Kafka is often compared to a couple of existing technology categories: enterprise messaging system, big data systems like Hadoop, and data integration or ETL tools. Each of these comparisons has some validity but also falls a little short.
- Kafka is like a messaging system in that it lets you publish and subscribe to streams of messages. However, Kafka has a number of core differences from traditional messaging systems that make it another kind of animal entirely. First, it works as a modern distributed system that runs as a cluster and can scale to handle all the application in even the most massive of companies. Secondly, Kafka is a true storage system built to store data as long as you might like. Finally, the world of stream processing raises the level of abstraction quite significantly.
- Another view on Kafka was to think it as a kind of real-time version of Hadoop. Hadoop lets you store and periodically process file data at a very large scale. Kafka lets you store and continuously process streams of data, also at a large scale. What this comparison misses is that the use cases that continuous, low-lentency processing opens up are quite different from those that naturally fall on a batch processing system.
- The final area Kafka gets compared to is ETL or data integration tools.
Publish/Subscribe Messaging
It is important for us to understand the concept of publish/subscribe messaging and why it is important. Publish/subscribe messaging is a pattern that is characterized by the publisher of a piece of data not specifically directing it to a receiver. Instead, the publisher classifies the message somehow, and the subscriber subscribes to receive certain classes of messages. Pub/sub systems often have a broker, a central point where messages are published to facilitate this.

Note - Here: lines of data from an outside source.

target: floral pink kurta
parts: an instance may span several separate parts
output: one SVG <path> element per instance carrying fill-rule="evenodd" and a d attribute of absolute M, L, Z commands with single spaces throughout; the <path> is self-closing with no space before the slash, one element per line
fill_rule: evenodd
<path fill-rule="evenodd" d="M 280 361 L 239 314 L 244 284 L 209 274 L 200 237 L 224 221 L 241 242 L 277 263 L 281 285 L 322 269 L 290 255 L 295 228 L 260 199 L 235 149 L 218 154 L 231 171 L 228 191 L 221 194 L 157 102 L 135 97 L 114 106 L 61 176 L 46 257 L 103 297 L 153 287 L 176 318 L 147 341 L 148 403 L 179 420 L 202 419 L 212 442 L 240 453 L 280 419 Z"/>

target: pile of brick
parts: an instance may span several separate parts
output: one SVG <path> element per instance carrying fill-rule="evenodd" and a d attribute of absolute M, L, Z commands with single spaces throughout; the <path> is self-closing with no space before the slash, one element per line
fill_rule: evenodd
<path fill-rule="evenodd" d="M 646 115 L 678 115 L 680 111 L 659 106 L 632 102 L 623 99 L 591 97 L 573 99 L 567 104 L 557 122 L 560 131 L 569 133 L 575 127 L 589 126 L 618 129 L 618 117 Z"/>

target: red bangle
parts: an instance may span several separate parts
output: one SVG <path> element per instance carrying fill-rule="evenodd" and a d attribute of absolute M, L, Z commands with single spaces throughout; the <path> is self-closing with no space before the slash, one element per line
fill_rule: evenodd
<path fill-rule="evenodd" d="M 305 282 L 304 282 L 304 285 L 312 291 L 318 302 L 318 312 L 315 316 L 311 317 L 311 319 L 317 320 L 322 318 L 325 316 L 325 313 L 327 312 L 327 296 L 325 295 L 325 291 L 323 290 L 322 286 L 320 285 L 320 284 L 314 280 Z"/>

The unit of data within Kafka is called a message. A message is simply an array of bytes as far as Kafka is concerned, so the data contained within it does not have a specific format or meaning to Kafka. A message can have an optional bit of metadata, which is referred to as a key. The key is also a byte array and, as with the message, has no specific meaning to Kafka. Keys are used when messages are to be written to partitions in a more controlled manner. The simplest such scheme is to generate a consistent hash of the key, and then select the partition number for that message by taking the result of the hash modulo, the total number of partitions in the topic. This assures that messages with the same key are always written to the same partition.
For efficiency, messages are written into Kafka in batches. A batch is just a collection of messages, all of which are being produced to the same topic and partition. An individual roundtrip across the network for each message would result in excessive overhead, and collecting messages together into a batch reduces this. Of course, this is a tradeoff between latency and throughput: the larger the batches, the more messages that can be handled per unit of time, but the longer it takes an individual message to propagate. Batches are also typically compressed, providing more efficient data transfer and storage at the cost of some processing power.
While messages are opaque byte arrays to Kafka itself, it is recommended that additional structure, or schema, being imposed on the message content so that it can be easily understood.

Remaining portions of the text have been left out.